Today our team had a busy day of onsite visits and lengthy phone conversations. The theme of every visit and call was clear: people are extremely excited about the unmanned aircraft industry.
By Luke Geiver | April 16, 2015

Today our team had a busy day of onsite visits and lengthy phone conversations. The theme of every visit and call was clear: people are extremely excited about the unmanned aircraft industry. While you might argue everyone we talk too would say that, it isn’t always the case. But today there was no mistaking the mood of the industry.

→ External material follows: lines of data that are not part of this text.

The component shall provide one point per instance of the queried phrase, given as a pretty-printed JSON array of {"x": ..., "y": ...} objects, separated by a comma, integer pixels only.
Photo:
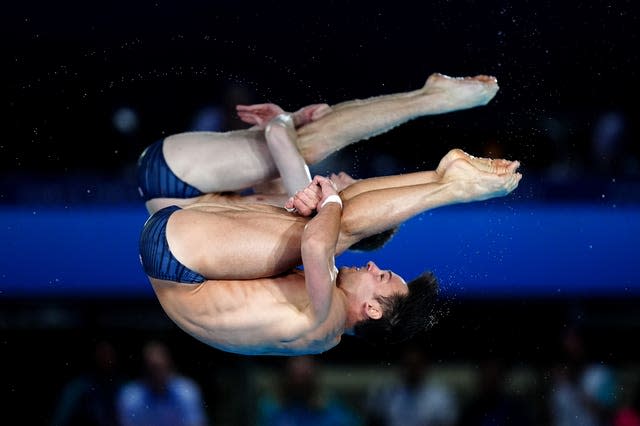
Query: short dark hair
[
  {"x": 403, "y": 316},
  {"x": 375, "y": 241}
]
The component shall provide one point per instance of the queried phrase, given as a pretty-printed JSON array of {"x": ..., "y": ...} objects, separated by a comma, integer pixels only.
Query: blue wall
[{"x": 477, "y": 250}]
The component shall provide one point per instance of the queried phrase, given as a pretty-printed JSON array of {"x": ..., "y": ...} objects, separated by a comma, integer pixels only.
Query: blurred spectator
[
  {"x": 416, "y": 399},
  {"x": 89, "y": 399},
  {"x": 583, "y": 394},
  {"x": 162, "y": 396},
  {"x": 302, "y": 402},
  {"x": 628, "y": 414},
  {"x": 492, "y": 404}
]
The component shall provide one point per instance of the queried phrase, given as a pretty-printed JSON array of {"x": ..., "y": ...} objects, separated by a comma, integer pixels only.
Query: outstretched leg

The Northern Plains UAS Test Site Executive Director, Robert Becklund, sat down with us to explain activity at the site. The phones have been ringing off the hook, he told us. And, the change to the certificate of authorization process, North Dakota’s statewide COA and a speedier process to receive a section 333 exemption have certainly helped. Over the past few months, Becklund said he has spoken with more than 100 entities, many of which have performed or will perform UAS test flights and research in the coming months. As you could imagine, the current F-16 pilot leading the site’s UAS effort is extremely excited. We could tell it in his voice as he spoke to us from across the table.  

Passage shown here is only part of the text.